CRISPR: Harnessing its Unlimited Potential
CRISPR, a relatively new scientific discovery, has the ability to revolutionize modern biotechnology techniques and pave a new direction in the field of synthetic biology. By taking advantage of CRISPR's potential to become the prokaryotic analogue of RNAi, we aim to develop a new standard for controlled prokaryotic gene expression using an artificial CRISPR design and construction methodology. In doing so, the applications and future innovations in the CRISPR-Cas system and its manipulation are ever-expanding. Our project takes the first step in developing an innovative modular platform that would standardize the way that researchers control gene transfer and expression. The possibilities are endless.

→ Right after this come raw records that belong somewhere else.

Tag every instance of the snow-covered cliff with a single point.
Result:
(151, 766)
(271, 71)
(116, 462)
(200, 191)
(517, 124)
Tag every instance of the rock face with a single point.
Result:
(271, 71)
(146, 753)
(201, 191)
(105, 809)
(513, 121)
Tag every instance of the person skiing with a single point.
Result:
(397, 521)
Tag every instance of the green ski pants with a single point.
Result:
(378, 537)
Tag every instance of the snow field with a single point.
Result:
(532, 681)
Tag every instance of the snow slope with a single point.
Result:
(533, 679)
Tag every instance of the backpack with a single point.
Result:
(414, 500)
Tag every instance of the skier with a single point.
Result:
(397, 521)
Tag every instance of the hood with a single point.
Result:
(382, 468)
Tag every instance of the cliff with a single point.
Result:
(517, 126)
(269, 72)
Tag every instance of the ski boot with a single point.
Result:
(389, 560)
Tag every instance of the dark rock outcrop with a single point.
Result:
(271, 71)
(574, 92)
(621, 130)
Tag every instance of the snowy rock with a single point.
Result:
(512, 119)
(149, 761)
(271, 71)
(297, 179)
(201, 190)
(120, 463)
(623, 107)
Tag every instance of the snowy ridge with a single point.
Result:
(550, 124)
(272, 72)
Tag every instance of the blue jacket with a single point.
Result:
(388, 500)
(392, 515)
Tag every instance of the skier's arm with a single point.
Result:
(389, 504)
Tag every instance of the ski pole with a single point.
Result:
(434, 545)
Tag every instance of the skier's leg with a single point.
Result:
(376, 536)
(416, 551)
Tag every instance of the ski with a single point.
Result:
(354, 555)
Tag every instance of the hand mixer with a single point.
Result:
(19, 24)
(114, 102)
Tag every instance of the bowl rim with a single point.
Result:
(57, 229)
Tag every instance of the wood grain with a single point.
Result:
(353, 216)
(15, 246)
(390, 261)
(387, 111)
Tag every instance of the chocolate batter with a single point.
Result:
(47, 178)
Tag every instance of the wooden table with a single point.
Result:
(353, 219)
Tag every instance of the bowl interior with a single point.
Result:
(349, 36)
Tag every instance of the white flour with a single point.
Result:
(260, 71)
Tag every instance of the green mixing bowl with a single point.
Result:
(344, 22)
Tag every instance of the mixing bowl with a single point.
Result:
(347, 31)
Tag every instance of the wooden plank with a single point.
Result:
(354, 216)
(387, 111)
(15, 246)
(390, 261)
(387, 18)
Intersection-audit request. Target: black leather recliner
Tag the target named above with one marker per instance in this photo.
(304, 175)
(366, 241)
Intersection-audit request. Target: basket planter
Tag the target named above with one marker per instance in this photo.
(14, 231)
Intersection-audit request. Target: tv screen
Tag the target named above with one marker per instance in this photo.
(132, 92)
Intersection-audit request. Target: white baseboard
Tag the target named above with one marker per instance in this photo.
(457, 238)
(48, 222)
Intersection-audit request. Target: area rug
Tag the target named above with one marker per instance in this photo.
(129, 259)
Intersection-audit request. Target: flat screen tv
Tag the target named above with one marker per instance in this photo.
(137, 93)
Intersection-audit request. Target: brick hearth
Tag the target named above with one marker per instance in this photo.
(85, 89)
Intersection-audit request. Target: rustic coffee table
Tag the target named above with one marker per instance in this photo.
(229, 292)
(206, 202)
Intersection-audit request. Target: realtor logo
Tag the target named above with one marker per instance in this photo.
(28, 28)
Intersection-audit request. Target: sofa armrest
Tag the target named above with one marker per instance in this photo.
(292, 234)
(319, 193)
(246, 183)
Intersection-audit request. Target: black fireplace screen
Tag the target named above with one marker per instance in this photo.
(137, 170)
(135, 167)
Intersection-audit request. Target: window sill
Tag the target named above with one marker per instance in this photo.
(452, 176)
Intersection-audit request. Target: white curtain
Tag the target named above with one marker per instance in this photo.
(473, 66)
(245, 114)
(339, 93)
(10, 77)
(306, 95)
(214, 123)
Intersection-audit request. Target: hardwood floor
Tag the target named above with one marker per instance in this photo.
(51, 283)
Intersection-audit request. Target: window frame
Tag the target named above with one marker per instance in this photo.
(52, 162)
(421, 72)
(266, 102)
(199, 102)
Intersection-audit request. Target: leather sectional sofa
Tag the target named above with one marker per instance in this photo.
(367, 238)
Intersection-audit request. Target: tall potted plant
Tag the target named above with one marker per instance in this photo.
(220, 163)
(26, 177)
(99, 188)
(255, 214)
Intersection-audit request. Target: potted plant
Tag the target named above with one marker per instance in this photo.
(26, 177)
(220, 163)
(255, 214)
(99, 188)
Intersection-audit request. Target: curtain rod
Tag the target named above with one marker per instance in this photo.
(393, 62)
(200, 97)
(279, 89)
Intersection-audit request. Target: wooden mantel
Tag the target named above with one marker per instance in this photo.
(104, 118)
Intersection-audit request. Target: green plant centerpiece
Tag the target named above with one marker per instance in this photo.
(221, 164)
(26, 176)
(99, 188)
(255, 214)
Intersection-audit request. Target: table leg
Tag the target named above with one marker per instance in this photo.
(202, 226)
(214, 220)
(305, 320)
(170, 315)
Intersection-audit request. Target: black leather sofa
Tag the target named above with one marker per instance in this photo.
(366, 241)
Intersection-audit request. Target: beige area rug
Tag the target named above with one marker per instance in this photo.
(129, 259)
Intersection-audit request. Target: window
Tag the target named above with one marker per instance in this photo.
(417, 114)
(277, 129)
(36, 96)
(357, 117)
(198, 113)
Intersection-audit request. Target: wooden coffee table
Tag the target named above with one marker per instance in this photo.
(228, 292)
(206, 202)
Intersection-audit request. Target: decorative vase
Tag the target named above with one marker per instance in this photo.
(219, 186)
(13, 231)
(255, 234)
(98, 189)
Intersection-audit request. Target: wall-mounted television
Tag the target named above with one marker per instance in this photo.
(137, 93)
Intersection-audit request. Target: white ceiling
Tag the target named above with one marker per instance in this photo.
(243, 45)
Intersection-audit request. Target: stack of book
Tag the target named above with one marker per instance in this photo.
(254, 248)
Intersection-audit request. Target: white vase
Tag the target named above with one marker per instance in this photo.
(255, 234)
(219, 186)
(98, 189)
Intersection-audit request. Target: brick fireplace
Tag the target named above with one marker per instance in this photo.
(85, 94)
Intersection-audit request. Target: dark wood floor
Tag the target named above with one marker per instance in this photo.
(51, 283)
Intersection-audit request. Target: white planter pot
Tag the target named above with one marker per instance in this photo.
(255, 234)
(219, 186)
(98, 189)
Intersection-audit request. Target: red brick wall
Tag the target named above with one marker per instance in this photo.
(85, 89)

Present Applications of CRISPR-Cas Systems
Protection of Domesticated Bacteria
From dairy to biotechnology, domesticated bacteria are used in a variety of industries: T. thermophilis, the microbe responsible for yoghurts and cheeses, is responsible for producing $40 billion in product per year alone. Unfortunately, much time and money is wasted every year when these highly specialized and valued bacteria cultures are decimated by phage attack. The Crispr-Cas system’s natural role as defense against foreign DNA has already been exploited by engineering Crispr arrays that have conferred phage-resistance in its host (A patent has been filed by Danisco relating to the commercial use of CRISPR phage protection systems). Better characterized and varied Crispr-cas systems will provide additional tools by which domesticated bacterial cultures can be protected against the bacteriophages.

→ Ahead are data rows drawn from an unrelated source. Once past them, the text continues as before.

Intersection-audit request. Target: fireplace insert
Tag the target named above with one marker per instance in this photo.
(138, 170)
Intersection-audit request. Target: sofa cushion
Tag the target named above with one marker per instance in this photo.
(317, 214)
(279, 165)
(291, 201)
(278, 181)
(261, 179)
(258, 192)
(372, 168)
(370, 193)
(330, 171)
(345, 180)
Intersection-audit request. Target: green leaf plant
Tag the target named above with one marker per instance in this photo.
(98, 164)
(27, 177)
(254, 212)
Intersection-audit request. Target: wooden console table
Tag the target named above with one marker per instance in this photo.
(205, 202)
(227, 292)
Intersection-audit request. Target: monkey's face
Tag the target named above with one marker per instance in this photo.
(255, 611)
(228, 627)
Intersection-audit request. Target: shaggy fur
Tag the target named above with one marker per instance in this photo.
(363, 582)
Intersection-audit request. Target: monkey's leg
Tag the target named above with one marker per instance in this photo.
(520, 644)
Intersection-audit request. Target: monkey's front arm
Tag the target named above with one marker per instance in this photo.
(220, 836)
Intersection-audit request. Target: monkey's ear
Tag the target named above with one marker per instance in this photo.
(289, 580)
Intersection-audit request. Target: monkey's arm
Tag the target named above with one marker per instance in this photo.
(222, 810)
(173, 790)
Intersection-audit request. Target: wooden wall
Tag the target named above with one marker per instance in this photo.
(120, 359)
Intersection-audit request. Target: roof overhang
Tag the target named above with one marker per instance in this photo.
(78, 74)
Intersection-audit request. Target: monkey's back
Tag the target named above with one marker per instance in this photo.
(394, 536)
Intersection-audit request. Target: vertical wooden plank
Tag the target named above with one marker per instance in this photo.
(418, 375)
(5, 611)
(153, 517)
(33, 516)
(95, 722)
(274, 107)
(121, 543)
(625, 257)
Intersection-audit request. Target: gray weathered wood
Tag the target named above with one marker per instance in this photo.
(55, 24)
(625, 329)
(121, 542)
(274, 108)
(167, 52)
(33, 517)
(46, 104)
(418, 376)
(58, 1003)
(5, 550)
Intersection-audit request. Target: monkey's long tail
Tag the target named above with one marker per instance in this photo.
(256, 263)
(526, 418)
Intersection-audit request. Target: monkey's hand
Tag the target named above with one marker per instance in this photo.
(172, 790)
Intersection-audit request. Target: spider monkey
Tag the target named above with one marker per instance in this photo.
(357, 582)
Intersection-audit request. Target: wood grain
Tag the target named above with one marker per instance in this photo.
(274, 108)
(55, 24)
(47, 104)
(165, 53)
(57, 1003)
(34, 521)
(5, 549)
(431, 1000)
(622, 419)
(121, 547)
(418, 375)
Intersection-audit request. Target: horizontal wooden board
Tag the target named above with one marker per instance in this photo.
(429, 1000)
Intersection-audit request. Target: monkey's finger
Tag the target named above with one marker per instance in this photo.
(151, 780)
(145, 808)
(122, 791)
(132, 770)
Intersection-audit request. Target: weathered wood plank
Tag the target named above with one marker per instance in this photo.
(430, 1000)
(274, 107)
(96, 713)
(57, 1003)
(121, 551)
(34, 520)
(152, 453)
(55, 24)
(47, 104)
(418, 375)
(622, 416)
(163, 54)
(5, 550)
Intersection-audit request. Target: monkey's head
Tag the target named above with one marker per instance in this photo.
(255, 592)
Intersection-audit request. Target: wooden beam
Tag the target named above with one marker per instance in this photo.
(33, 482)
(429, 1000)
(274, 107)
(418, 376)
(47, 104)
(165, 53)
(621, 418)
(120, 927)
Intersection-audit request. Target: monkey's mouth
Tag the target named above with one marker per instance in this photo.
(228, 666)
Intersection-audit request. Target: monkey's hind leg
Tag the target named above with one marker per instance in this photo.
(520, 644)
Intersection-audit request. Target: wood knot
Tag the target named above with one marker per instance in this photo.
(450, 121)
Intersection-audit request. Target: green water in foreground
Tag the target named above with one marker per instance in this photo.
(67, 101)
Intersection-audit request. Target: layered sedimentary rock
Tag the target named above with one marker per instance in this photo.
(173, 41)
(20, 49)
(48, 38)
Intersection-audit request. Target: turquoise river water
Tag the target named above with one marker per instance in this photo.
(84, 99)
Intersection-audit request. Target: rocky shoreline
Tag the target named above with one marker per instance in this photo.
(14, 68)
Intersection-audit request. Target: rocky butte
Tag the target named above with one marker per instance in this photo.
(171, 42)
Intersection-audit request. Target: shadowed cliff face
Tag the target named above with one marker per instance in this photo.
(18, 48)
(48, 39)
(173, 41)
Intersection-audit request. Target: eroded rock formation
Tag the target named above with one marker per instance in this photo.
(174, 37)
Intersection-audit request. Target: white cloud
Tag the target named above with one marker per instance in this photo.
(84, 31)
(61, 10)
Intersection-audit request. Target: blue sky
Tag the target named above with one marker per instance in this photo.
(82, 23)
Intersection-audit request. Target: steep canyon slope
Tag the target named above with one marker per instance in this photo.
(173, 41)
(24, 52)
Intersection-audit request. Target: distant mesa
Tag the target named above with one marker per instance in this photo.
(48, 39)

Future Applications of CRISPR-Cas Systems
Combinatoric Gene Silencing
Crispr-Cas systems have been found to target both exogenous DNA as well as RNA. If spacers from a particular type of Crispr-Cas system can be found to successfully target RNA, the system could be utilized as a novel platform for gene silencing by the use of arrays integrating synthesized spacers complement to target RNA. The repeated structure of Crispr arrays lends itself to the targeting of multiple genes at the same time as well as multiple targeting of the same genes. Varying the combination and multiplicity of each of the genes in synthetic Crispr arrays could lead to better production optimization and inform modeling of entire synthetic pathways. Currently, ribosomal binding sites must be laboriously introduced to vary protein expression levels. Crispr-based systems could provide an alternative for genetic tuning in the future.

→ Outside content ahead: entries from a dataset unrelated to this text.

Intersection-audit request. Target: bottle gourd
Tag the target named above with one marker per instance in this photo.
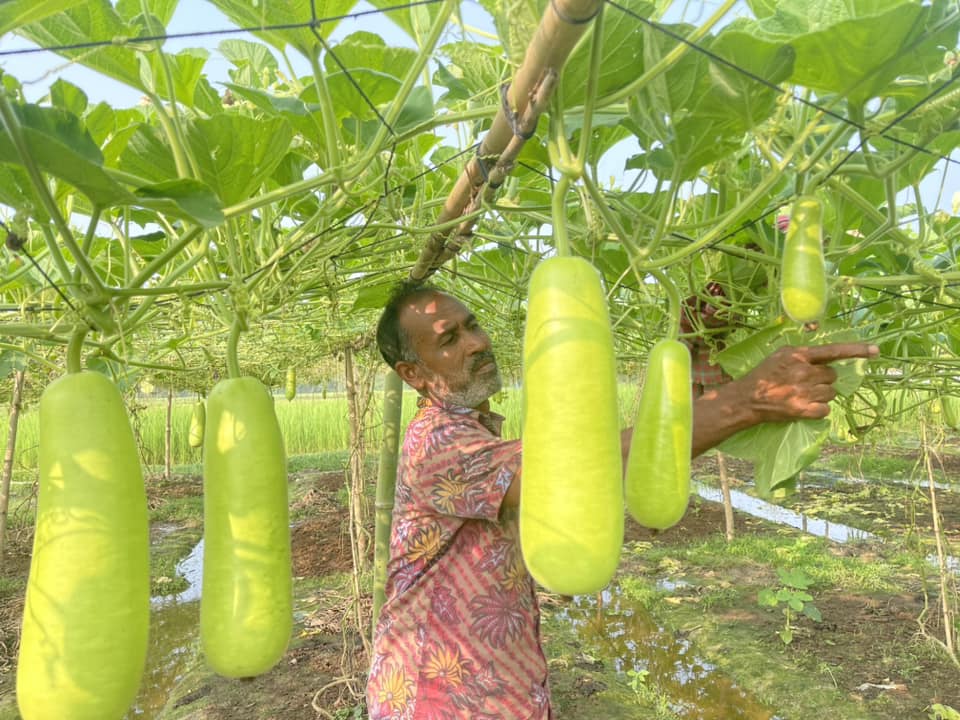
(657, 484)
(571, 505)
(803, 281)
(85, 624)
(246, 608)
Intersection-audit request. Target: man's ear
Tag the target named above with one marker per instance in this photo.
(410, 373)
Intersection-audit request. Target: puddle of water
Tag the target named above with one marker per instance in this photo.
(837, 532)
(831, 478)
(173, 647)
(621, 632)
(174, 634)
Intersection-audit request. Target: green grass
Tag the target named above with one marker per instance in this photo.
(806, 553)
(310, 424)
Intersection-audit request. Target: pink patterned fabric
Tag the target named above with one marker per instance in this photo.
(459, 635)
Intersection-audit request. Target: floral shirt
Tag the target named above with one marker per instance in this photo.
(459, 634)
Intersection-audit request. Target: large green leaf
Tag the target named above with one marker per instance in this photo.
(16, 13)
(15, 192)
(291, 13)
(161, 9)
(186, 69)
(251, 60)
(148, 156)
(92, 21)
(622, 58)
(698, 111)
(778, 450)
(857, 48)
(236, 154)
(184, 198)
(781, 450)
(378, 88)
(366, 50)
(412, 20)
(60, 146)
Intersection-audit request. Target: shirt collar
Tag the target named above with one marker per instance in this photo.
(490, 420)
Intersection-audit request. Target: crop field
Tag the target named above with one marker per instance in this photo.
(701, 256)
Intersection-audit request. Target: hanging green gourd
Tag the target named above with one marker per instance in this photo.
(83, 645)
(657, 483)
(951, 411)
(246, 608)
(803, 281)
(198, 418)
(571, 504)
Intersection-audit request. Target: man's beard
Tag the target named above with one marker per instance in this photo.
(475, 388)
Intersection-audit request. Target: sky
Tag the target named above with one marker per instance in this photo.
(37, 71)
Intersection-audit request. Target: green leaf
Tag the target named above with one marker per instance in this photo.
(456, 88)
(417, 110)
(373, 296)
(90, 21)
(296, 14)
(858, 48)
(738, 359)
(368, 51)
(16, 13)
(60, 146)
(767, 598)
(251, 59)
(236, 154)
(778, 450)
(186, 70)
(68, 97)
(403, 16)
(10, 361)
(622, 59)
(185, 198)
(161, 9)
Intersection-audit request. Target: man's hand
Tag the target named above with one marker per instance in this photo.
(797, 382)
(791, 383)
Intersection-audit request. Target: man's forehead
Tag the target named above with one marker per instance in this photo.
(435, 310)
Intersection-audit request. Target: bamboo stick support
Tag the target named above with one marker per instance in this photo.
(561, 27)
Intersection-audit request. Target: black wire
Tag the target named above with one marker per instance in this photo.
(776, 88)
(314, 23)
(205, 33)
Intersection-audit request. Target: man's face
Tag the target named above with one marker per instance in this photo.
(455, 362)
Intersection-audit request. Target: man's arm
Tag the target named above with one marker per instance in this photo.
(791, 383)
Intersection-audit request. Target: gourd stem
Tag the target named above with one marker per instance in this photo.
(673, 296)
(560, 236)
(233, 362)
(75, 349)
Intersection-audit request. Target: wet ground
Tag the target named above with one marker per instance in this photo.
(673, 637)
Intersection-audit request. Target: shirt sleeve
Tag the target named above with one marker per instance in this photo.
(465, 471)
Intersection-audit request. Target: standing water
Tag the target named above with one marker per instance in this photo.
(620, 631)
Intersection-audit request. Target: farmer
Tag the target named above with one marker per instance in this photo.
(458, 636)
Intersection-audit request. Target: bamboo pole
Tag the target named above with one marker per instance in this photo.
(168, 438)
(386, 485)
(561, 27)
(16, 404)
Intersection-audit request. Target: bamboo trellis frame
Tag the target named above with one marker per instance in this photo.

Modified Phage-assisted Continuous Evolution (PACE) with the CRISPR-Cas System
Similar to the previous application, scenarios can be envisioned where Crispr-Cas systems are used to modify existing genes. Phage-assisted continuous evolution (known as PACE) is a method that has been used to continuously evolve biomolecules with unique characteristics, such DNA binding proteins that recognize unique sequences. Briefly, PACE works when a particular gene of interest is placed in a bacteriophage genome that has a protein necessary for replication, p III, deleted from it. The p III gene is placed on an accessory plasmid in the bacterial cells where it is directly linked to the expression of the gene of interest. This causes only phage vectors with sufficient expression levels of the gene of interest propagate onward. Mutations can build up in the gene of interest after many cycles of evolution, shifting the function of the protein. A Crispr-Cas system could be introduced into the host bacterial cells such that spacers are made that target the entire length of the gene of interest. The bacteria would be resistant to all phages that do not mutate in the targeted gene of interest. In effect, the introduction of the Crispr-Cas system to a PACE evolutionary set-up would selectively induce mutations in the gene of interest, thus decreasing the total number of rounds necessary to perform (or increase the variation per round). The use of the Crispr-Cas system in a PACE evolutionary set-up could also help elucidate the population-level dynamics of the Crispr-Cas system as protection by certain spacers spreads among surviving bacteria.
In-vitro CRISPR StudiesSome aspects of the Crispr-Cas system could be further studied by using in-vitro set-up. This can be done by tagging all of the relevant Cas proteins with tags for purification purposes. In type II Crispr-Cas systems, such as our Listeria innocua project, only the Cas9 protein needs to be tagged. Cas9 can be combined with guide RNA from the Crispr array in such a way as to function as a 30bp specific endonuclease. In-vitro studies could be vitally important in confirming whether engineered Crispr-Cas systems actually are adequate for functionality.